Objectives

Upon completion of this lesson, you will be able to:

  • explain Bayes’ Theorem
  • know when Bayesian Inference is applicable

Overview

Bayes’ theorem is a powerful tool for reasoning under uncertainty that is widely used in fields such as statistics, machine learning, and artificial intelligence. In information science, it has applications in areas such as information retrieval, natural language processing, and data analysis. This lesson will provide an introduction to Bayes’ theorem, including its history, key concepts, and practical applications. We will explore how Bayes’ theorem can be used to make inferences, predictions, and decisions based on uncertain or incomplete information, and how it can help us improve our understanding of complex systems and phenomena.

One key reason why Bayes’ theorem is so important is that it allows us to update our beliefs or probabilities in light of new evidence or information. This is critical when dealing with uncertain or incomplete data, which is common in many real-world scenarios. Bayes’ theorem provides a framework for incorporating new data or evidence into our existing knowledge, and for revising our probabilities or predictions accordingly.

Another important aspect of Bayes’ theorem is that it provides a way to quantify the uncertainty or risk associated with a decision or prediction. By calculating probabilities and conditional probabilities, we can estimate the likelihood of different outcomes and evaluate the potential costs and benefits of different actions.

Bayes’ theorem is also important because it can help us identify patterns and relationships in data that may not be immediately obvious. By analyzing the conditional probabilities and relationships between different variables, we can gain insights into complex systems and phenomena, and make more accurate predictions and decisions.

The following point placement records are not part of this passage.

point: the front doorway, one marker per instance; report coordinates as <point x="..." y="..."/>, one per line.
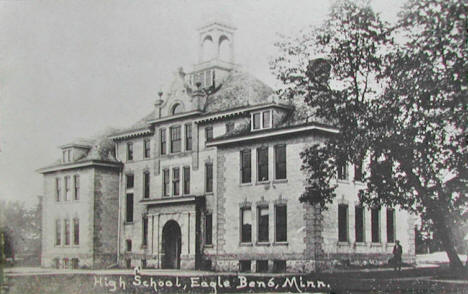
<point x="171" y="245"/>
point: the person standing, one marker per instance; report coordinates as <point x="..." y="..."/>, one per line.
<point x="397" y="253"/>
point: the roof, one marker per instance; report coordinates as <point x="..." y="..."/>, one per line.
<point x="239" y="89"/>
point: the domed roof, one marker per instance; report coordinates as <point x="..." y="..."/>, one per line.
<point x="239" y="89"/>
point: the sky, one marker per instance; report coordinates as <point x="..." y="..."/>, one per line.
<point x="70" y="69"/>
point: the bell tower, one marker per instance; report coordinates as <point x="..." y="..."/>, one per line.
<point x="215" y="55"/>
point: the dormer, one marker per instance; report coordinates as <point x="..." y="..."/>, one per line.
<point x="72" y="152"/>
<point x="268" y="116"/>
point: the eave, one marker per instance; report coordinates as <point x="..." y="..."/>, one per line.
<point x="81" y="164"/>
<point x="273" y="133"/>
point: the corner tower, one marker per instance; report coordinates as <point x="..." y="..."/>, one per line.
<point x="215" y="55"/>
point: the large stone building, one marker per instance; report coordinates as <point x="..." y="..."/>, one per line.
<point x="210" y="178"/>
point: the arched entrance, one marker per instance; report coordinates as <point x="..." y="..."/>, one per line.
<point x="171" y="245"/>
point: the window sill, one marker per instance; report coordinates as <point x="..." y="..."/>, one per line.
<point x="280" y="181"/>
<point x="281" y="243"/>
<point x="262" y="244"/>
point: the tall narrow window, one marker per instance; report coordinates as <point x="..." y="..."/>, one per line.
<point x="343" y="223"/>
<point x="67" y="231"/>
<point x="76" y="180"/>
<point x="209" y="177"/>
<point x="358" y="171"/>
<point x="229" y="126"/>
<point x="188" y="137"/>
<point x="175" y="139"/>
<point x="266" y="119"/>
<point x="76" y="231"/>
<point x="208" y="133"/>
<point x="145" y="231"/>
<point x="390" y="225"/>
<point x="375" y="225"/>
<point x="263" y="225"/>
<point x="129" y="151"/>
<point x="67" y="188"/>
<point x="58" y="232"/>
<point x="162" y="135"/>
<point x="130" y="181"/>
<point x="166" y="182"/>
<point x="147" y="148"/>
<point x="256" y="121"/>
<point x="129" y="208"/>
<point x="246" y="166"/>
<point x="146" y="184"/>
<point x="359" y="223"/>
<point x="342" y="170"/>
<point x="281" y="223"/>
<point x="57" y="189"/>
<point x="262" y="164"/>
<point x="280" y="162"/>
<point x="246" y="225"/>
<point x="209" y="229"/>
<point x="186" y="180"/>
<point x="176" y="181"/>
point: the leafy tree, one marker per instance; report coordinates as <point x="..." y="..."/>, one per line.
<point x="400" y="107"/>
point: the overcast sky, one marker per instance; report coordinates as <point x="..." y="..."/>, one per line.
<point x="71" y="69"/>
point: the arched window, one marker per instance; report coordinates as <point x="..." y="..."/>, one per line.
<point x="225" y="49"/>
<point x="177" y="108"/>
<point x="208" y="49"/>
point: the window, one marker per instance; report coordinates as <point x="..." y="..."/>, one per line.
<point x="76" y="231"/>
<point x="166" y="182"/>
<point x="266" y="119"/>
<point x="280" y="162"/>
<point x="67" y="231"/>
<point x="145" y="231"/>
<point x="175" y="181"/>
<point x="263" y="232"/>
<point x="188" y="137"/>
<point x="245" y="266"/>
<point x="262" y="266"/>
<point x="209" y="229"/>
<point x="358" y="171"/>
<point x="129" y="151"/>
<point x="343" y="223"/>
<point x="261" y="120"/>
<point x="146" y="184"/>
<point x="162" y="134"/>
<point x="375" y="225"/>
<point x="186" y="180"/>
<point x="129" y="208"/>
<point x="209" y="177"/>
<point x="262" y="164"/>
<point x="279" y="266"/>
<point x="342" y="170"/>
<point x="146" y="148"/>
<point x="58" y="232"/>
<point x="128" y="245"/>
<point x="246" y="168"/>
<point x="130" y="181"/>
<point x="229" y="127"/>
<point x="175" y="139"/>
<point x="390" y="225"/>
<point x="208" y="133"/>
<point x="67" y="188"/>
<point x="76" y="180"/>
<point x="57" y="189"/>
<point x="281" y="223"/>
<point x="359" y="223"/>
<point x="246" y="225"/>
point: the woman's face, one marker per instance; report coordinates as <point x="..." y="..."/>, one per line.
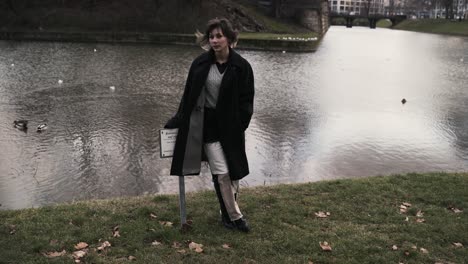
<point x="218" y="41"/>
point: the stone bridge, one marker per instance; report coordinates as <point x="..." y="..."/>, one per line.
<point x="373" y="18"/>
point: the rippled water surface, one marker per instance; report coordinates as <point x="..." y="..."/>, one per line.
<point x="335" y="113"/>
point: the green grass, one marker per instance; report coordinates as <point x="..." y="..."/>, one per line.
<point x="439" y="26"/>
<point x="384" y="23"/>
<point x="364" y="224"/>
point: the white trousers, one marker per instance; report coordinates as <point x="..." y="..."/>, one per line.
<point x="227" y="188"/>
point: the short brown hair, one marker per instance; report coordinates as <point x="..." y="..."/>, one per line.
<point x="226" y="28"/>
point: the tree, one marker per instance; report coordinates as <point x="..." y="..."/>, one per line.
<point x="366" y="4"/>
<point x="278" y="6"/>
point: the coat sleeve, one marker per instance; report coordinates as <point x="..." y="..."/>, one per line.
<point x="176" y="120"/>
<point x="246" y="97"/>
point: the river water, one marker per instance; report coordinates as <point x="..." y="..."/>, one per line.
<point x="335" y="113"/>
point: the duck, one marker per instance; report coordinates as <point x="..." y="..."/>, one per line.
<point x="41" y="127"/>
<point x="21" y="124"/>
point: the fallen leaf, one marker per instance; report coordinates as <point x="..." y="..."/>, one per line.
<point x="156" y="243"/>
<point x="186" y="227"/>
<point x="197" y="247"/>
<point x="321" y="214"/>
<point x="166" y="223"/>
<point x="12" y="229"/>
<point x="176" y="245"/>
<point x="458" y="245"/>
<point x="456" y="210"/>
<point x="81" y="245"/>
<point x="104" y="245"/>
<point x="55" y="254"/>
<point x="79" y="254"/>
<point x="403" y="209"/>
<point x="325" y="246"/>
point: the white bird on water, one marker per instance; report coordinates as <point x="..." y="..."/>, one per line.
<point x="41" y="127"/>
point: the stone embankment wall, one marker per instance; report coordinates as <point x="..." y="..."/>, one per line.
<point x="312" y="14"/>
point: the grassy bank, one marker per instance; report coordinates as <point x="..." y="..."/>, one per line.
<point x="367" y="223"/>
<point x="438" y="26"/>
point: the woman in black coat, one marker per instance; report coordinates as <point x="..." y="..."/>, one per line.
<point x="213" y="114"/>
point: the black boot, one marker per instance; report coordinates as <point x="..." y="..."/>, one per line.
<point x="225" y="219"/>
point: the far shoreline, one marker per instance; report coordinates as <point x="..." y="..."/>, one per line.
<point x="254" y="41"/>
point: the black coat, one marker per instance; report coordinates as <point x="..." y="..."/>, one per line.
<point x="234" y="110"/>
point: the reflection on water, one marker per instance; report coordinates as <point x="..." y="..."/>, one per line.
<point x="334" y="113"/>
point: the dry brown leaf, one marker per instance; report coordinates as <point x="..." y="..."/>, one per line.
<point x="156" y="243"/>
<point x="458" y="245"/>
<point x="195" y="246"/>
<point x="325" y="246"/>
<point x="79" y="254"/>
<point x="176" y="245"/>
<point x="104" y="245"/>
<point x="81" y="245"/>
<point x="12" y="229"/>
<point x="403" y="209"/>
<point x="55" y="254"/>
<point x="321" y="214"/>
<point x="166" y="223"/>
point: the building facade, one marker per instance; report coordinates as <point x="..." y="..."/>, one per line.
<point x="460" y="10"/>
<point x="357" y="7"/>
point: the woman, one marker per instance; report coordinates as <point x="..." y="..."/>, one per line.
<point x="213" y="114"/>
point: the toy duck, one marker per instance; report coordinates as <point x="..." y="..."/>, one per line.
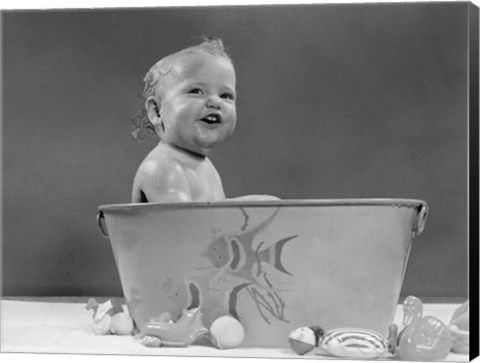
<point x="162" y="331"/>
<point x="110" y="318"/>
<point x="424" y="338"/>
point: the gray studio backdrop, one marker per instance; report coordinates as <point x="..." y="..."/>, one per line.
<point x="335" y="101"/>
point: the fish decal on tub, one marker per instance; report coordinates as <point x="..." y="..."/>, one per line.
<point x="237" y="251"/>
<point x="237" y="270"/>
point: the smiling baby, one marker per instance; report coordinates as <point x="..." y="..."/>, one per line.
<point x="190" y="103"/>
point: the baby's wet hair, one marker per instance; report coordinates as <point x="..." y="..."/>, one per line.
<point x="155" y="77"/>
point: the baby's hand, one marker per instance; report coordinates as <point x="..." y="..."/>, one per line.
<point x="254" y="198"/>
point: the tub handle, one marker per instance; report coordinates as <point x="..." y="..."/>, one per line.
<point x="421" y="219"/>
<point x="101" y="224"/>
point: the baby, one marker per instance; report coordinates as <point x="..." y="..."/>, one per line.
<point x="190" y="103"/>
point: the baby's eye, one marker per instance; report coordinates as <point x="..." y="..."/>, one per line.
<point x="228" y="96"/>
<point x="196" y="91"/>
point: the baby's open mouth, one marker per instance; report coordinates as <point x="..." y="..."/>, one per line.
<point x="212" y="119"/>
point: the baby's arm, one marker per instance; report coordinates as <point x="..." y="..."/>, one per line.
<point x="162" y="181"/>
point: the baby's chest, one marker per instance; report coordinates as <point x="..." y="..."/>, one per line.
<point x="205" y="184"/>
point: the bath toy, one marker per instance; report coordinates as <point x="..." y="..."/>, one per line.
<point x="423" y="338"/>
<point x="121" y="324"/>
<point x="110" y="318"/>
<point x="227" y="332"/>
<point x="303" y="340"/>
<point x="459" y="329"/>
<point x="354" y="343"/>
<point x="161" y="331"/>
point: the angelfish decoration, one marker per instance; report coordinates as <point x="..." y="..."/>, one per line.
<point x="236" y="269"/>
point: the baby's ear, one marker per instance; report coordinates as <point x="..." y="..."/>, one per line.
<point x="153" y="110"/>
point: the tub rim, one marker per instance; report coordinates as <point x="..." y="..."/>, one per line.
<point x="396" y="202"/>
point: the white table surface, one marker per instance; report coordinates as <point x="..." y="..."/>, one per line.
<point x="65" y="326"/>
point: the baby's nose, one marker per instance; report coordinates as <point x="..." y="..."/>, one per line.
<point x="213" y="102"/>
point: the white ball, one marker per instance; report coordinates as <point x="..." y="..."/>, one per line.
<point x="121" y="324"/>
<point x="227" y="332"/>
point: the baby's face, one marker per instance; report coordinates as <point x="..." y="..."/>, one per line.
<point x="198" y="103"/>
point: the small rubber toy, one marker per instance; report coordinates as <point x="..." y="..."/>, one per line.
<point x="459" y="329"/>
<point x="303" y="340"/>
<point x="110" y="318"/>
<point x="161" y="331"/>
<point x="227" y="332"/>
<point x="354" y="343"/>
<point x="424" y="338"/>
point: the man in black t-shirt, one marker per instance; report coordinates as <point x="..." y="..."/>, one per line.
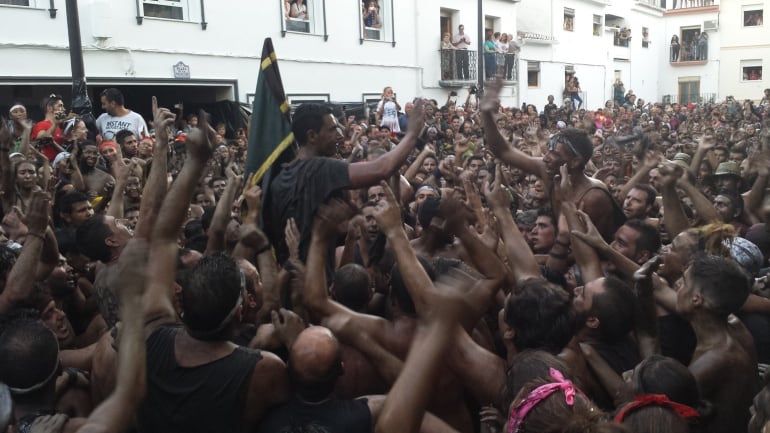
<point x="316" y="176"/>
<point x="314" y="366"/>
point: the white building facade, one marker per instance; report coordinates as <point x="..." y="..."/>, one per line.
<point x="206" y="50"/>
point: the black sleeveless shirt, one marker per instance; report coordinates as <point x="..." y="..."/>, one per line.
<point x="206" y="398"/>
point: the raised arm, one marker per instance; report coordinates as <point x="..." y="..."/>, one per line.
<point x="157" y="184"/>
<point x="520" y="257"/>
<point x="222" y="216"/>
<point x="158" y="306"/>
<point x="117" y="412"/>
<point x="19" y="284"/>
<point x="674" y="217"/>
<point x="367" y="173"/>
<point x="489" y="107"/>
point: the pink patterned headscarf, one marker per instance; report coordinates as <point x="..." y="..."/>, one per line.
<point x="539" y="394"/>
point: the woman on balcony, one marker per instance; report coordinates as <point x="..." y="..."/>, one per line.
<point x="490" y="63"/>
<point x="675" y="48"/>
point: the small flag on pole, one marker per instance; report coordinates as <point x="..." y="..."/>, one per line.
<point x="270" y="136"/>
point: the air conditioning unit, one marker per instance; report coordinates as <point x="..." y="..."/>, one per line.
<point x="710" y="25"/>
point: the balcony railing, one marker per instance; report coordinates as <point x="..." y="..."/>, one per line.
<point x="688" y="53"/>
<point x="686" y="98"/>
<point x="458" y="67"/>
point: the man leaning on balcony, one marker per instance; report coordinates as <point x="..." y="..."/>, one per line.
<point x="461" y="42"/>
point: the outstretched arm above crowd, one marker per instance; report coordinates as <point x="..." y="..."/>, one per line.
<point x="18" y="284"/>
<point x="158" y="306"/>
<point x="157" y="183"/>
<point x="367" y="173"/>
<point x="116" y="413"/>
<point x="406" y="402"/>
<point x="489" y="107"/>
<point x="520" y="257"/>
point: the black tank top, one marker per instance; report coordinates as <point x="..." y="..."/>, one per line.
<point x="206" y="398"/>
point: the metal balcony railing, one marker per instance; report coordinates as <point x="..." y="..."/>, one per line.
<point x="688" y="52"/>
<point x="686" y="98"/>
<point x="459" y="65"/>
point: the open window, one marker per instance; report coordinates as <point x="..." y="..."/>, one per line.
<point x="303" y="16"/>
<point x="376" y="18"/>
<point x="533" y="74"/>
<point x="753" y="16"/>
<point x="569" y="19"/>
<point x="751" y="70"/>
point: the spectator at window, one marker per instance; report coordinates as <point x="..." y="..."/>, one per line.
<point x="299" y="10"/>
<point x="490" y="63"/>
<point x="372" y="15"/>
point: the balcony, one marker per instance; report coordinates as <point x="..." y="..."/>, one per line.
<point x="456" y="73"/>
<point x="688" y="55"/>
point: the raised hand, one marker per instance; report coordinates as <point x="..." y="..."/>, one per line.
<point x="163" y="119"/>
<point x="490" y="103"/>
<point x="388" y="212"/>
<point x="38" y="213"/>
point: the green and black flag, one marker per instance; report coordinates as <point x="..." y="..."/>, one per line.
<point x="270" y="137"/>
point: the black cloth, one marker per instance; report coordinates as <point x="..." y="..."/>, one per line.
<point x="206" y="398"/>
<point x="620" y="356"/>
<point x="333" y="416"/>
<point x="677" y="338"/>
<point x="297" y="191"/>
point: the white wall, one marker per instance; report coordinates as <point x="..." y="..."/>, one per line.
<point x="742" y="43"/>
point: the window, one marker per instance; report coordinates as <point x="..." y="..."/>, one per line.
<point x="533" y="74"/>
<point x="597" y="25"/>
<point x="376" y="20"/>
<point x="303" y="16"/>
<point x="169" y="9"/>
<point x="751" y="70"/>
<point x="569" y="19"/>
<point x="752" y="16"/>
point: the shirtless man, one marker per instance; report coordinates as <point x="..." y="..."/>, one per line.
<point x="569" y="146"/>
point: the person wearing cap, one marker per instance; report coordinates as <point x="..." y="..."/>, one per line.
<point x="117" y="117"/>
<point x="569" y="149"/>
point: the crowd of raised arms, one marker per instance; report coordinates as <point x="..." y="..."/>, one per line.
<point x="437" y="268"/>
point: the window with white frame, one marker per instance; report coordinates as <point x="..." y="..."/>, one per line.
<point x="303" y="16"/>
<point x="569" y="19"/>
<point x="753" y="16"/>
<point x="751" y="70"/>
<point x="168" y="9"/>
<point x="597" y="25"/>
<point x="533" y="74"/>
<point x="376" y="20"/>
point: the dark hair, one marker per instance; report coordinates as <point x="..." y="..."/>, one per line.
<point x="527" y="366"/>
<point x="308" y="117"/>
<point x="735" y="199"/>
<point x="90" y="237"/>
<point x="50" y="100"/>
<point x="723" y="283"/>
<point x="67" y="200"/>
<point x="652" y="193"/>
<point x="121" y="135"/>
<point x="211" y="293"/>
<point x="398" y="287"/>
<point x="614" y="308"/>
<point x="581" y="142"/>
<point x="113" y="95"/>
<point x="351" y="286"/>
<point x="649" y="236"/>
<point x="29" y="352"/>
<point x="541" y="316"/>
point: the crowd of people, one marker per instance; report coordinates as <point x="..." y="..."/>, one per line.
<point x="437" y="268"/>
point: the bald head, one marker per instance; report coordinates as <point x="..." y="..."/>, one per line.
<point x="314" y="363"/>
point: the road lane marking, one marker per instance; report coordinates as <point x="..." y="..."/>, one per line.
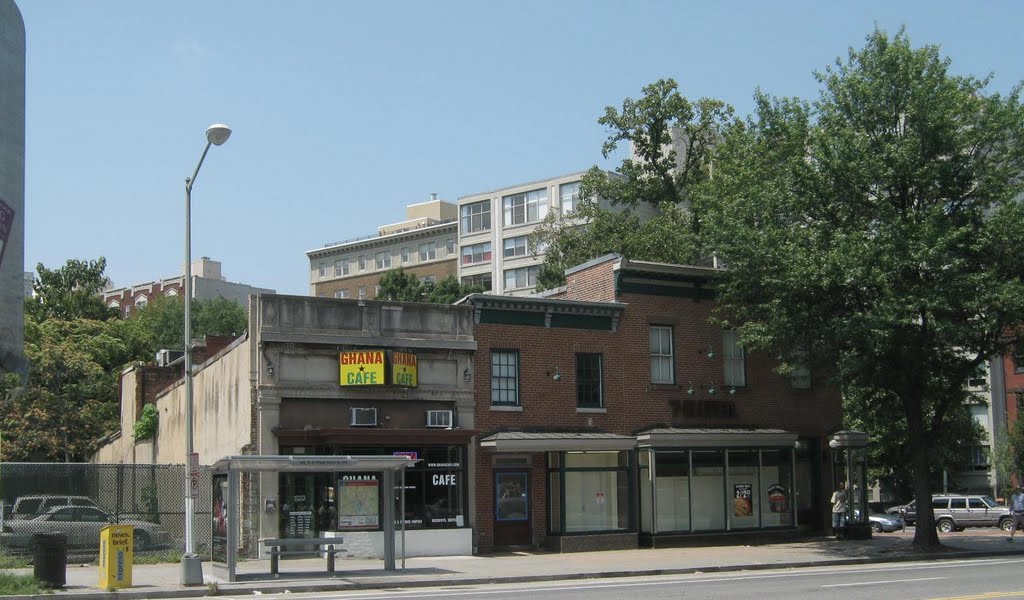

Overall, Bayes’ theorem is a fundamental principle in probability theory that has many important practical applications in fields such as information science, healthcare, finance, and more. Its ability to incorporate new information and uncertainty into decision-making processes makes it a valuable tool for anyone dealing with complex problems and data.

By the end of this lesson, you will have a solid foundation in the principles of Bayes’ theorem and be able to apply it to a wide range of problems in information science and beyond.

Bayes’ Theorem

Bayes’ theorem provides a mathematical way to update our beliefs about the probability of an event occurring based on new information or evidence. It is named after the Reverend Thomas Bayes, an 18th-century English statistician and theologian who developed the theorem as a way to reason about the probability of God’s existence.

Discovery of Bayes’ Theorem

The discovery of Bayes’ theorem is often attributed to the Reverend Thomas Bayes, an 18th-century English statistician and theologian. However, it is worth noting that Bayes did not publish his work on the theorem during his lifetime, and his contributions to the development of the theorem are somewhat unclear.

Another figure who is often credited with the discovery of Bayes’ theorem is Richard Price, a Welsh philosopher and mathematician who was a contemporary of Bayes. Price corresponded with Bayes and was responsible for posthumously publishing Bayes’ work on the theorem.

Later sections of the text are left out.